Neutral Beam Heating
A widespread technique for additional plasma heating is based on the injection of powerful beams of neutral atoms into ohmically pre-heated plasma. The total power of neutral beam heating at JET is as much as 35 MW.
The beam consists of neutral atoms which are able to penetrate the strong magnetic field that confines the plasma. In the plasma, the beam atoms lose electrons due to collisions, they become electrically charged and are captured by the magnetic field of the tokamak. These (new) ions are much faster then average plasma particles. In a series of subsequent ion-ion, ion-electron and electron-electron collisions, the beam atoms is transfer their velocity to all plasma particles.
The neutral beams are usually formed by atoms of hydrogen isotopes (hydrogen, deuterium or even tritium at JET). The only way to form the neutral beam is to produce large amounts of ions first, then to accelerate the ions in a strong high-voltage electric field and finally to neutralise the accelerated beam via charge-exchange interactions with a gas cloud.
As the plasma ions and electrons rotate around the magnetic field lines, electromagnetic waves of the right frequency can resonate or damp their wave power into the plasma particles.The rotational frequencies of the plasma particles depend on their charge and mass and on the magnetic field strength.

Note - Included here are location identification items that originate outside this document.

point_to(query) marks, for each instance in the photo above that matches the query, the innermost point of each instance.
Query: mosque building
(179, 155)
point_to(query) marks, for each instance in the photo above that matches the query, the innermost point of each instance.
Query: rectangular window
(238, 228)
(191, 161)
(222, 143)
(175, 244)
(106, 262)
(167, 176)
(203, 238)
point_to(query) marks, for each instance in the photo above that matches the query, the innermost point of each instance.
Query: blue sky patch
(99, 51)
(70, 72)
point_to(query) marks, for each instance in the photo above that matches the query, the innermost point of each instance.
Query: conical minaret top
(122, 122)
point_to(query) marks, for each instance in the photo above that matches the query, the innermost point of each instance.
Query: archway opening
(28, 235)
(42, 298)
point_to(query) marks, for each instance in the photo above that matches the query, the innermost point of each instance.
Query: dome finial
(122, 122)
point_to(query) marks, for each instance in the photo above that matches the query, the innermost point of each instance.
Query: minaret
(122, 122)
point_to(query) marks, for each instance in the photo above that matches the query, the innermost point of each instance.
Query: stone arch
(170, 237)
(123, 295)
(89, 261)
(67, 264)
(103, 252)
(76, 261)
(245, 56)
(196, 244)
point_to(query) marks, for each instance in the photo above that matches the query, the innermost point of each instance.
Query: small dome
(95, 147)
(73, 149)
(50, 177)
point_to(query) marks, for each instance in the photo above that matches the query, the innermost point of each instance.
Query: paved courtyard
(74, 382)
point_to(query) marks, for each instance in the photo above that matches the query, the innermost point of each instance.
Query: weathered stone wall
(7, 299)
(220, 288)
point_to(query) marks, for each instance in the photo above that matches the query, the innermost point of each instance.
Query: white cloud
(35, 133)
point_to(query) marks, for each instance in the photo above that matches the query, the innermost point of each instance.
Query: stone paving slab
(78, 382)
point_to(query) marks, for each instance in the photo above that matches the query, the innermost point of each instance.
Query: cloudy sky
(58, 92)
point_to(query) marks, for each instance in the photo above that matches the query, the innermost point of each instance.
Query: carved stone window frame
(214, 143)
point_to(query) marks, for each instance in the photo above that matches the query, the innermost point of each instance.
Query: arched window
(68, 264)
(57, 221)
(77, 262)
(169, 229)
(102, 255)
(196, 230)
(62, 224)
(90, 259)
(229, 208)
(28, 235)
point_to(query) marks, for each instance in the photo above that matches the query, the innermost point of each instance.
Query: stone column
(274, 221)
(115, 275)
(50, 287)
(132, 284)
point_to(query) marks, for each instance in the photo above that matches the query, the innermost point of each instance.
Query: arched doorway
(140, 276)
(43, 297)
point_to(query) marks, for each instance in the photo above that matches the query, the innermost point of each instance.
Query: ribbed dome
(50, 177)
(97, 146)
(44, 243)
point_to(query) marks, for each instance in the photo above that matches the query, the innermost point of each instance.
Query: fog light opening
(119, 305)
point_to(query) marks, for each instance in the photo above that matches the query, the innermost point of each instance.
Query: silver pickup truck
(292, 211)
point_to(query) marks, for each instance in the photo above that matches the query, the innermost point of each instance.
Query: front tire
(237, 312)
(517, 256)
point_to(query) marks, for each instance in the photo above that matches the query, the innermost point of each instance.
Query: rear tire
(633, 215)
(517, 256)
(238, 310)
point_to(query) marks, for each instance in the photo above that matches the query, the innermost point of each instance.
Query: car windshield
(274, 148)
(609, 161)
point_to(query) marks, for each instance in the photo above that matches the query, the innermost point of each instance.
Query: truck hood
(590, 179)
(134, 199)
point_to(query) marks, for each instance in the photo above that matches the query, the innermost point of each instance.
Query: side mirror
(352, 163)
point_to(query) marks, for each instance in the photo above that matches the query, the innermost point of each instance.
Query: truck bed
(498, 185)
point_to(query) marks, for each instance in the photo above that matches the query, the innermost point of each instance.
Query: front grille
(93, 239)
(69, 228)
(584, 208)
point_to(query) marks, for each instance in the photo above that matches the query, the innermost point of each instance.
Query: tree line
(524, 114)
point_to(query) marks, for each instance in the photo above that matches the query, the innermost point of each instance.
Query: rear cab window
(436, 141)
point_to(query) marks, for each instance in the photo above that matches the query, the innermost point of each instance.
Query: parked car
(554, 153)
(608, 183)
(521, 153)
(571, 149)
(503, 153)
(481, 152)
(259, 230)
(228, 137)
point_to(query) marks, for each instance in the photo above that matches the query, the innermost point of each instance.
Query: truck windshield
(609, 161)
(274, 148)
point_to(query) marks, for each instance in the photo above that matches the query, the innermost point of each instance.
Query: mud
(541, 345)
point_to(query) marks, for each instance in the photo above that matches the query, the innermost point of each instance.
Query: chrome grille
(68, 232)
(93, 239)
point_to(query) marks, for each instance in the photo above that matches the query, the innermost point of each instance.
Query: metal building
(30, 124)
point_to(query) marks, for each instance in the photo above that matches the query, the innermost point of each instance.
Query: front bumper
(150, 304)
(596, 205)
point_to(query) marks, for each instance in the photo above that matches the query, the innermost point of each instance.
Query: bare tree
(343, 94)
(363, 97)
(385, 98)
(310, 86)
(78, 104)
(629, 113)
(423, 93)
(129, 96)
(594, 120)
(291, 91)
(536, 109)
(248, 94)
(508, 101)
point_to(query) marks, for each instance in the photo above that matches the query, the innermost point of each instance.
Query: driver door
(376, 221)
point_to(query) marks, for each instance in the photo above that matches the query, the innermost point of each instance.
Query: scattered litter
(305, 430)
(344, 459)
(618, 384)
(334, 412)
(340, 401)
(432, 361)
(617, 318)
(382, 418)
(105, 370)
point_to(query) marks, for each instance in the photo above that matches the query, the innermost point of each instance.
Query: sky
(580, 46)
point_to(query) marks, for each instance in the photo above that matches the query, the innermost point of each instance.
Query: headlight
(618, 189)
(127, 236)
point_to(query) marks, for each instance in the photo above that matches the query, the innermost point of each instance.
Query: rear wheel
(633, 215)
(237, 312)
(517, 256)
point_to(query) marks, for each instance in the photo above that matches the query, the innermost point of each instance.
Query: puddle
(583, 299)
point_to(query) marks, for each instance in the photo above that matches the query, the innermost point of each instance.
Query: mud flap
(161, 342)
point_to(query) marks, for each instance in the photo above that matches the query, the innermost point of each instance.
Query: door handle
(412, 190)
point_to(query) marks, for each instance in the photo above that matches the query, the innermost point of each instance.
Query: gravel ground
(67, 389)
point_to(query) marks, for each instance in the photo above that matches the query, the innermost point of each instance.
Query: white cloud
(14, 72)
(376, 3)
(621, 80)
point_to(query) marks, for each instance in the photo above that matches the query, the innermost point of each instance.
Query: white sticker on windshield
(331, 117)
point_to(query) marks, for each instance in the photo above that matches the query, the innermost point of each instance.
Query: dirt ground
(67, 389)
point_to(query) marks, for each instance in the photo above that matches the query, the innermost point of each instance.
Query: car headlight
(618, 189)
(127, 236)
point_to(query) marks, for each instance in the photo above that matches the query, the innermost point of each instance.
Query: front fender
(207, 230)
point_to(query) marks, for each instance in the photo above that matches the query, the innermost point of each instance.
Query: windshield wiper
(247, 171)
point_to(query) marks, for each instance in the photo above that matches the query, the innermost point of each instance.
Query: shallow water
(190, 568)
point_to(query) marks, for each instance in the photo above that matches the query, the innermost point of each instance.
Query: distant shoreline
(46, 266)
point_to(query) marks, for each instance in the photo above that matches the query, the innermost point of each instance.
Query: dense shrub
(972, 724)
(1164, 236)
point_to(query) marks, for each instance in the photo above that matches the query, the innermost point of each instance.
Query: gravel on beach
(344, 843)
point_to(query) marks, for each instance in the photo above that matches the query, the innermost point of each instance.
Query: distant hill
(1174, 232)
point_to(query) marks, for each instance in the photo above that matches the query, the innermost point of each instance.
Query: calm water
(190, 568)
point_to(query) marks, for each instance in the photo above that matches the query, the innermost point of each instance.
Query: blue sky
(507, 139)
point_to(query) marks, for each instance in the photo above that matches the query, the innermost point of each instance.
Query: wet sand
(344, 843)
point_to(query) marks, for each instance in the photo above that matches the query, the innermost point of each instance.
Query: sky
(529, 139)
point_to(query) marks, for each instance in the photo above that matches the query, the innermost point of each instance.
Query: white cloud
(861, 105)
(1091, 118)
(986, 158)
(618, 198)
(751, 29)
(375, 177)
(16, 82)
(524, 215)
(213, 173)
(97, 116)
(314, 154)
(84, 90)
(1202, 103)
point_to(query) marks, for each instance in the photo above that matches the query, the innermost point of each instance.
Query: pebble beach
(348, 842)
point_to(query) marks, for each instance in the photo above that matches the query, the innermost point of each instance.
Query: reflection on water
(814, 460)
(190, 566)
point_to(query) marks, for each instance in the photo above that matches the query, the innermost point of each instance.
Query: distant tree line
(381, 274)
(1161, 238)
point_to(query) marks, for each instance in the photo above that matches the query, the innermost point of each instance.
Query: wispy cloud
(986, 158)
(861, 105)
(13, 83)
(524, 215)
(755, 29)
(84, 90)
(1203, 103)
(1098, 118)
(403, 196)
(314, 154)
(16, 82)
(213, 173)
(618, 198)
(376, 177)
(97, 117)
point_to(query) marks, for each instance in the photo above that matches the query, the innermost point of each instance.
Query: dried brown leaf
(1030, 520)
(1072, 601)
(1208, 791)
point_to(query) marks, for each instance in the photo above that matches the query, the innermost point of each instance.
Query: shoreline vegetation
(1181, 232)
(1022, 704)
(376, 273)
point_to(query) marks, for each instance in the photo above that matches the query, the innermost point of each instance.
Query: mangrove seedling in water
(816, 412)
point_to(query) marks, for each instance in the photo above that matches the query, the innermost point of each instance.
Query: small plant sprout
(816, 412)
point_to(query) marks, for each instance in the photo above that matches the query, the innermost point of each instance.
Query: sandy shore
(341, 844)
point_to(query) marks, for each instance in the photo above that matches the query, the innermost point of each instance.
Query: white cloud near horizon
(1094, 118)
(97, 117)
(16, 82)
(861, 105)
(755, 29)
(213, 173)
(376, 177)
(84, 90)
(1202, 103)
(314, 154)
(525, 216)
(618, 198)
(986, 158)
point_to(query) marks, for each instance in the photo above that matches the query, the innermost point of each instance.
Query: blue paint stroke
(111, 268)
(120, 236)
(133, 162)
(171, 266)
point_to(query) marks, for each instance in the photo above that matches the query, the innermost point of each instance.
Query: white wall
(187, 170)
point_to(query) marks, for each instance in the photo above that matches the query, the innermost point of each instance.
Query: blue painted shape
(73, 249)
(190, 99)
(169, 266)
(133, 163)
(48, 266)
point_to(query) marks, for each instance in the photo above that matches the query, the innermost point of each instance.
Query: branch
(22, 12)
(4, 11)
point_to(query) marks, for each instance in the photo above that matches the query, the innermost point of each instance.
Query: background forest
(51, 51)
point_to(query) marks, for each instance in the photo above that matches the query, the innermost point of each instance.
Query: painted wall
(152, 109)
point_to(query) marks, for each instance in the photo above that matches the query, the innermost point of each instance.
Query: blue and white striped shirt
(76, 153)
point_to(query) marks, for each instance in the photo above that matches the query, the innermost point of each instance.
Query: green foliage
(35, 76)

Thus one can target certain particles by injecting waves of the respective frequency.
Ion cyclotron resonant heating (ICRH) is routinely applied on JET. The available resonant frequencies are in the range of 23-57 MHz (megahertz). JET has a number of ICRH antennae in the vessel wall which, combined can supply up to 20 megawatts of power.
Lower Hybrid Current Drive (LHCD) employs frequencies lying between ion cyclotron and electron cyclotron ones. While LHCD has an inefficient heating effect, it can drive electric current because it increases the mean velocity of the electrons and thus creates a net electric current. can increase the velocity of the plasma electrons. The JET LHCD system works at a frequency of 3.7 GHz and can supply 12 MW of additional power.